All of this means that choosing the right CDP for your business matters––a lot. Do you opt for plug and play? Or a system that’s built from the ground up?
For businesses growing quickly, a best-of both-worlds platform is ideal.
The only way forward: a unified customer platform that has a CDP
A CDP needs to be the beating heart of your tech stack. But not just any CDP.
Brands, and the brains behind them, must think bigger to meet the demands of the future beyond 2022.
In order to complete the DTC tech stack and unify your ecommerce infrastructure with your customer infrastructure, you need a unified customer platform that has a CDP powering its database layer.
That way you can unify, store, and query all from one customer database, build and automate personalized, omnichannel experiences, communicate with your customers at scale, and use your own data to drive revenue.

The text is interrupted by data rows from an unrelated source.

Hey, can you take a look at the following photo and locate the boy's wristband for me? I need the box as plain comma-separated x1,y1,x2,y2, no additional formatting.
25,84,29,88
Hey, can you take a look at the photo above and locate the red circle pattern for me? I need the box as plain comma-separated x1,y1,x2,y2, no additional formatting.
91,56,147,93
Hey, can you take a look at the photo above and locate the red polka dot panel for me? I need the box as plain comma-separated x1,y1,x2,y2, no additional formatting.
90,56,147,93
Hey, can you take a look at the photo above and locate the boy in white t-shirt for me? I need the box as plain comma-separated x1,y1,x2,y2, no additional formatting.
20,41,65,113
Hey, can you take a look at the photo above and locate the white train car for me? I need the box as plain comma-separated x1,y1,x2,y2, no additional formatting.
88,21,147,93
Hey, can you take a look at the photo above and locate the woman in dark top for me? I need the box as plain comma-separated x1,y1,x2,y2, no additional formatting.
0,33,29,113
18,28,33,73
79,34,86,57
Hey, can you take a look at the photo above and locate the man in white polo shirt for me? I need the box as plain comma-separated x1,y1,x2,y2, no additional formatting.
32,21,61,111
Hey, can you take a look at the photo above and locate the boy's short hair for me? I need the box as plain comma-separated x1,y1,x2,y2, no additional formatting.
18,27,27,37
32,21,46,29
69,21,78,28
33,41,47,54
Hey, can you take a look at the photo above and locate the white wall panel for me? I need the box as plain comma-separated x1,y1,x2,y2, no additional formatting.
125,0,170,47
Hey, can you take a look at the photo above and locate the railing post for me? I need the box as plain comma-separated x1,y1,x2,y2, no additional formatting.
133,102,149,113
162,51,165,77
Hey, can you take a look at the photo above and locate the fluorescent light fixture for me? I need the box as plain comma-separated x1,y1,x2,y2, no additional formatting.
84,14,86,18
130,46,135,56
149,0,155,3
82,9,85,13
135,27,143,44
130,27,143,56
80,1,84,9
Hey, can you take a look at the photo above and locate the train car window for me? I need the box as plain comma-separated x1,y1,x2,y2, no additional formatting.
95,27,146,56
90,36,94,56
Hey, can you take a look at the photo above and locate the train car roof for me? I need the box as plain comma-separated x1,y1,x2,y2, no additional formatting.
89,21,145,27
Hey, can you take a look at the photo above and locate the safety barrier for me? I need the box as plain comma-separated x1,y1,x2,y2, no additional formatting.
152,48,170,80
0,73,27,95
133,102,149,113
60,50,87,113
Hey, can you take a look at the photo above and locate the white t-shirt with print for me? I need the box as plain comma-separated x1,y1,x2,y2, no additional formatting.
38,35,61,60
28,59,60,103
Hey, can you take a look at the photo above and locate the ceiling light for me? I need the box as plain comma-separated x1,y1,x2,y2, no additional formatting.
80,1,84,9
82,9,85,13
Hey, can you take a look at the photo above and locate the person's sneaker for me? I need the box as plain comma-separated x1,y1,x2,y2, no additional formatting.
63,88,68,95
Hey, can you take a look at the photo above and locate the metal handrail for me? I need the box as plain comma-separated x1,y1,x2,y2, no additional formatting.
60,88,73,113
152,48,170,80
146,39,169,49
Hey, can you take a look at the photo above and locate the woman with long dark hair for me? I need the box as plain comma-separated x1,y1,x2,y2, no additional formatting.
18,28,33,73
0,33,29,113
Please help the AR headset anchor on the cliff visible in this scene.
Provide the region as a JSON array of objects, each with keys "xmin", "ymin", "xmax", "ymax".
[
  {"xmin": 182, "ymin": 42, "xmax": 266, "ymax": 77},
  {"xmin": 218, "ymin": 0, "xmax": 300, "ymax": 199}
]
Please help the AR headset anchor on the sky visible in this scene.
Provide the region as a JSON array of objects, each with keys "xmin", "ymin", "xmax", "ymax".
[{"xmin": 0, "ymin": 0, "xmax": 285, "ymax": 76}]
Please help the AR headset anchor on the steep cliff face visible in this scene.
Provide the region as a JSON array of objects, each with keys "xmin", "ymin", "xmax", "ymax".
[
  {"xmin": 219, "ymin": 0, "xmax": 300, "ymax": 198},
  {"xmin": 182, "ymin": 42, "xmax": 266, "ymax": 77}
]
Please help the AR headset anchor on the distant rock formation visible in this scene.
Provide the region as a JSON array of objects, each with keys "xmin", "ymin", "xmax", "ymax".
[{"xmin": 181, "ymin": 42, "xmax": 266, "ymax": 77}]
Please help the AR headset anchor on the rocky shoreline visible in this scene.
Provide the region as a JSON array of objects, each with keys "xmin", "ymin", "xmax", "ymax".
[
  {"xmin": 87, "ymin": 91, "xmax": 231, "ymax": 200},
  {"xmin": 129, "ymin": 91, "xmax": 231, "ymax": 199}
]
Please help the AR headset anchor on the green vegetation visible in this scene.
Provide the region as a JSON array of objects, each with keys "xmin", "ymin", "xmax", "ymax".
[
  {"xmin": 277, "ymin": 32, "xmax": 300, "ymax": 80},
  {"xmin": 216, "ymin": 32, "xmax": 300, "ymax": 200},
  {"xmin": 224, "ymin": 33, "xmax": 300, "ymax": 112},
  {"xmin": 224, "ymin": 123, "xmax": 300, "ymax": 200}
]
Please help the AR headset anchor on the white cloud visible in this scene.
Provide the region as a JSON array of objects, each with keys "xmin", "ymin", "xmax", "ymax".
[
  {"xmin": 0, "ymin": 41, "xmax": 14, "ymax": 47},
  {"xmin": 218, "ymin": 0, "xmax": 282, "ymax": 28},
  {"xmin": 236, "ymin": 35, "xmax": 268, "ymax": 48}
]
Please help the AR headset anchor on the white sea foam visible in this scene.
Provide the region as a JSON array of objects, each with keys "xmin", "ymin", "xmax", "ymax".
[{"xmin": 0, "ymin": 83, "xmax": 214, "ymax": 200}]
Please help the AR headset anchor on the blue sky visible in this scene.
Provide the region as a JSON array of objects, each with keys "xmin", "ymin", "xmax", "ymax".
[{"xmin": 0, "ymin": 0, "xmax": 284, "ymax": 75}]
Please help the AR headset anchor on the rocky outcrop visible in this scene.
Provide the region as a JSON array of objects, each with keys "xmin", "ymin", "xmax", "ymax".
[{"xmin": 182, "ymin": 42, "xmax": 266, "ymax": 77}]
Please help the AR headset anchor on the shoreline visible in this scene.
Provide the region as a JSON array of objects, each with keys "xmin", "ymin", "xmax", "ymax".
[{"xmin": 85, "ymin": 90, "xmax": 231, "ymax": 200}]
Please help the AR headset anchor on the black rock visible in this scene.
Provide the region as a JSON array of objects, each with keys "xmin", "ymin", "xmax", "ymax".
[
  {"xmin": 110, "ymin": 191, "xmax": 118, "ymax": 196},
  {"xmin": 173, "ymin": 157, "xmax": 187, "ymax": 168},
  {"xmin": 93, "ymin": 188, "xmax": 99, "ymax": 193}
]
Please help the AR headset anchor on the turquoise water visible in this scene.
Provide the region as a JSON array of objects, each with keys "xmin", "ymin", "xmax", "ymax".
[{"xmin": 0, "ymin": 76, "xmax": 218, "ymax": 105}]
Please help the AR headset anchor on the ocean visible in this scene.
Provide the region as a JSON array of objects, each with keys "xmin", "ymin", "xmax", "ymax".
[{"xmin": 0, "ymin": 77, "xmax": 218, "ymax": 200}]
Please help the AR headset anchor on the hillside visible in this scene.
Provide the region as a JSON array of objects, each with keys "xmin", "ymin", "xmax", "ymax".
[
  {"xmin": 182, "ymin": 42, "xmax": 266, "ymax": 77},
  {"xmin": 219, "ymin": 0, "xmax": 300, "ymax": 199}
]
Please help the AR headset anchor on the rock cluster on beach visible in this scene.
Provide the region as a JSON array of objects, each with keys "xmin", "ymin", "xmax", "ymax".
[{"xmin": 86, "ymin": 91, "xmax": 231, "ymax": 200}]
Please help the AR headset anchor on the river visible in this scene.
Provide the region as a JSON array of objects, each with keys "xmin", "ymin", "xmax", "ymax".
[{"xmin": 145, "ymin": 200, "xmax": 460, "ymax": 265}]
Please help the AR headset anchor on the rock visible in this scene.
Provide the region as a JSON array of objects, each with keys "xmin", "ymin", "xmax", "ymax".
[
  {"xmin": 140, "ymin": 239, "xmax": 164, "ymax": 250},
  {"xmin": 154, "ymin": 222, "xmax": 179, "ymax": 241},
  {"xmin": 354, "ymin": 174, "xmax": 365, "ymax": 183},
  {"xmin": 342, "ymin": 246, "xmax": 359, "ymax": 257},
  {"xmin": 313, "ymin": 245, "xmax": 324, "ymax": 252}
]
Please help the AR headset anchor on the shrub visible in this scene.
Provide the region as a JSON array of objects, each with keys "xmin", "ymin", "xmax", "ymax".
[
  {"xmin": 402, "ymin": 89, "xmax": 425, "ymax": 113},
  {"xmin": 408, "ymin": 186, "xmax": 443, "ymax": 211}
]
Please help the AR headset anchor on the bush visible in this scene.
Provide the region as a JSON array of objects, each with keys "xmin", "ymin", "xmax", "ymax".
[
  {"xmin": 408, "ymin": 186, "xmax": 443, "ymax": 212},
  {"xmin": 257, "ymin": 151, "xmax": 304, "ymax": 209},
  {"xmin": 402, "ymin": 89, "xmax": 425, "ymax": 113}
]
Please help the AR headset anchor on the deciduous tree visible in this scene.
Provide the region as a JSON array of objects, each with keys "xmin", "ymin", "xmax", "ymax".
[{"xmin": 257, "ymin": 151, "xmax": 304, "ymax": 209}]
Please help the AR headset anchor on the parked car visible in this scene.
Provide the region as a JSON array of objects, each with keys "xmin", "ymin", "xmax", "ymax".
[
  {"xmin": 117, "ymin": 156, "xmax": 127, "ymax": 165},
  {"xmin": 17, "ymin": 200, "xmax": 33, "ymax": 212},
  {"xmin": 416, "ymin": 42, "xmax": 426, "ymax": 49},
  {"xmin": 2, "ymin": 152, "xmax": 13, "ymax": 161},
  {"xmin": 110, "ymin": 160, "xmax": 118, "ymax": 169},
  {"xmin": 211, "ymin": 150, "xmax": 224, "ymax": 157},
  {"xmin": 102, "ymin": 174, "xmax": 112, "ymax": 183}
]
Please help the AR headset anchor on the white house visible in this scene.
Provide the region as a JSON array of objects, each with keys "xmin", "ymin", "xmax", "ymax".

With a unified customer platform that has a CDP, like Klaviyo, you can optimize your current processes and use data-powered learning to open previously unforeseen or unimaginable avenues for growth.
And if we’re talking about the best of both worlds, Klaviyo provides access to over 230 ready-made integrations and the ability to build custom data integrations with flexible and open APIs.
You can blend pre-built with custom-made, in an all-in-one platform that can grow with the needs of your business—and your customers.
Scalability and flexibility: the unified customer platform powered by a CDP
CDPs are powerful platforms that can help you make sense of your customer data and use it to inform a highly personalized marketing strategy.
For enterprise brands looking to double down on how they communicate with large audiences in a way that feels 1:1, a CDP is a necessary addition to your marketing technology stack—one that works in concert with a unified customer platform.
You’ll gain the flexibility you need to build an environment that is responsive to the needs of your business, and the scalability you need as your brand grows.